With the rapid development of wireless communication technology, Ultra Wideband (UWB) systems occupy an important position in the field of short-range wireless communication due to their advantages such as high speed, low power consumption, and strong penetration capability. However, in practical applications, the frequency overlap problem between ultra wideband systems and narrowband communication systems often leads to mutual interference and affects communication quality. To solve this problem, notch technology has become one of the hotspots in the design and research of ultra wideband antennas.

The notch technology aims to form a stopband within a specific frequency band of an ultra wideband antenna through specific design methods, thereby avoiding frequency conflicts with narrowband communication systems. In recent years, various notch design methods have emerged, and the following will introduce several common notch techniques.

1、 Slotting technology

Slotting technology is the etching of specific shaped slots on antenna radiation patches, feed lines, or ground planes, such as "C-shaped slots", "L-shaped slots", "U-shaped slots", and "H-shaped slots". The total length of these slots is usually designed to be half or quarter of the wavelength of the notch center frequency to achieve a specific notch effect. This method, while maintaining the overall size of the antenna, introduces additional resonance points by changing the current distribution on the antenna surface, thereby forming a stopband in a specific frequency band.

2、 Load parasitic units

Loading parasitic units is another effective method for implementing notch filtering. The principle is to place parasitic elements in areas where the antenna current distribution is dense, and the size of these parasitic elements is usually designed based on the 1/2 or 1/4 wavelength corresponding to the center frequency of the notch. When electromagnetic energy flows through the antenna, some of the energy couples to parasitic elements and generates currents in the opposite direction. These reverse currents cancel each other out with the current on the antenna, forming a notch in a specific frequency band.

3、 Electromagnetic bandgap structure (EBG)

Electromagnetic Band Gap (EBG) structure is a special structure added near both sides of the microstrip feeder line, which can effectively control the antenna bandwidth and reduce the impact on the radiation pattern. EBG structures typically have compact dimensions and strong coupling capabilities. The closer they are to the feed line, the stronger the coupling effect, and the lower the center frequency of the notch frequency band. By designing the size and position of the EBG structure reasonably, precise control of the antenna bandwidth can be achieved, and a notch can be formed within a specific frequency band.
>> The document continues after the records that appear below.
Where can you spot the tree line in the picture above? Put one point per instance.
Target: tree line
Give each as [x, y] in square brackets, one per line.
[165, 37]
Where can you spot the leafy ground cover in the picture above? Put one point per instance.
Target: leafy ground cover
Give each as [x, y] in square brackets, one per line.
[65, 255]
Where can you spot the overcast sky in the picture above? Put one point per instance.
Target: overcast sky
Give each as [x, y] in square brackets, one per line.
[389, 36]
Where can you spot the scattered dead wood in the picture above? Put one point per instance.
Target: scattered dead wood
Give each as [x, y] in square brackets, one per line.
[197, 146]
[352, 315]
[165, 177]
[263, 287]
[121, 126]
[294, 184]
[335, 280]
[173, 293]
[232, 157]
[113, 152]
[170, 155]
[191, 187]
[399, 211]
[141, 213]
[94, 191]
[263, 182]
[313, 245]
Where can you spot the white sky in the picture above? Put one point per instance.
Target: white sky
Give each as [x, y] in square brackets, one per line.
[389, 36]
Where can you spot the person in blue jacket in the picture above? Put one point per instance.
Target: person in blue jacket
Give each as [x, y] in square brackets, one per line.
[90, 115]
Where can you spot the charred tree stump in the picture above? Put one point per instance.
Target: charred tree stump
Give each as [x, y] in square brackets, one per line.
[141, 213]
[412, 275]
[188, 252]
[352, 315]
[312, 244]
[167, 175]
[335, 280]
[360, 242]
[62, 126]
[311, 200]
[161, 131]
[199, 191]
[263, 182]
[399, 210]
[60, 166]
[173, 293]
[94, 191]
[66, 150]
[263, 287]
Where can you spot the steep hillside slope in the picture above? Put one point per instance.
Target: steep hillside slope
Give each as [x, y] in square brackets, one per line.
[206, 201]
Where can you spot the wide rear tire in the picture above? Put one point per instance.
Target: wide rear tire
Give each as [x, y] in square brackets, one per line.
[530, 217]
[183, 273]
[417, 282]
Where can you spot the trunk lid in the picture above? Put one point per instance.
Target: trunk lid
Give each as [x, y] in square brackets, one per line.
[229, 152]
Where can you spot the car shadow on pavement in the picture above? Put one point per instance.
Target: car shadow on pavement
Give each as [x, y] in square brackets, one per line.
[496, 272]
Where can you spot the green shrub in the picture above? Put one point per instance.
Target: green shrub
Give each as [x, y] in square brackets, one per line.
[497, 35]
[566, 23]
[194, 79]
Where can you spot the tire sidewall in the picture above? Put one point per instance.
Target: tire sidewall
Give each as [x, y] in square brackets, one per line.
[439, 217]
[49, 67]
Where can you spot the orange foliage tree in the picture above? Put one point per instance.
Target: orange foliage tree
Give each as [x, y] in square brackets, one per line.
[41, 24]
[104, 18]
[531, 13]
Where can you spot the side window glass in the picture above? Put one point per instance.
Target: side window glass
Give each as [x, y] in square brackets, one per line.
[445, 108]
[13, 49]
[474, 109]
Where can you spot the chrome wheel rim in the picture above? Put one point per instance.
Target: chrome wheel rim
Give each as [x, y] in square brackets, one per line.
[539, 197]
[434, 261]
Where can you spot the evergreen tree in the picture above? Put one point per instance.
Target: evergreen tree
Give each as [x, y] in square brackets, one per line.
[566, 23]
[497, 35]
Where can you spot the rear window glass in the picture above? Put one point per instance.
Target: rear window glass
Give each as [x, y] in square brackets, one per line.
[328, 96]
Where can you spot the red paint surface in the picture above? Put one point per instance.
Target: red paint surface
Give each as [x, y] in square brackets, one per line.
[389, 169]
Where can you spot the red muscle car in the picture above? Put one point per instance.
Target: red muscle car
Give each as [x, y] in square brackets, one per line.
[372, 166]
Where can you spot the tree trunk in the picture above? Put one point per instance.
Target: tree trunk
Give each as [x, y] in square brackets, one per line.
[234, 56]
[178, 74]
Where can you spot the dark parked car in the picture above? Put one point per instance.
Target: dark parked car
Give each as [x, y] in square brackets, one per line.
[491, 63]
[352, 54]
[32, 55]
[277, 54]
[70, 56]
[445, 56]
4、 Embedded Open Circuit Short Wire Method

This method can form a notch at a specific frequency by embedding specific open circuit stubs in the antenna design. The principle is to use the reflection effect of an open circuit stub on a specific frequency to achieve a stopband effect. Due to its advantages in integration and simple process, this method has been widely applied.

5、 Asymmetric input-output coupling structure method

By designing asymmetric input-output coupling structures, specific frequency notches can be achieved. This method utilizes the special response of asymmetric structures to electromagnetic waves, and by adjusting structural parameters, a stopband can be formed within a specific frequency band.

6、 Loading resonator method

Loading resonators is another effective method for implementing notch filters. By incorporating resonators into antenna design, resonance points can be introduced at specific frequencies to form stopbands near that frequency. The method of loading resonators may increase the volume of the filter, but this effect can be reduced by optimizing the design.

7、 Defective Ground (DGS) Method

The Defective Ground Structure (DGS) method involves etching specific patterns or structures on the ground plane of a microstrip antenna to alter the current distribution on the ground plane, thereby forming a notch in a specific frequency band. This method fully utilizes the dual layer structure of microstrip and is a direction for future development.

The above notch techniques each have their own characteristics, and suitable techniques can be selected according to specific application scenarios and requirements to achieve them. Meanwhile, with the continuous development of wireless communication technology, new notch techniques will continue to emerge, providing more choices for the design of ultra wideband antennas.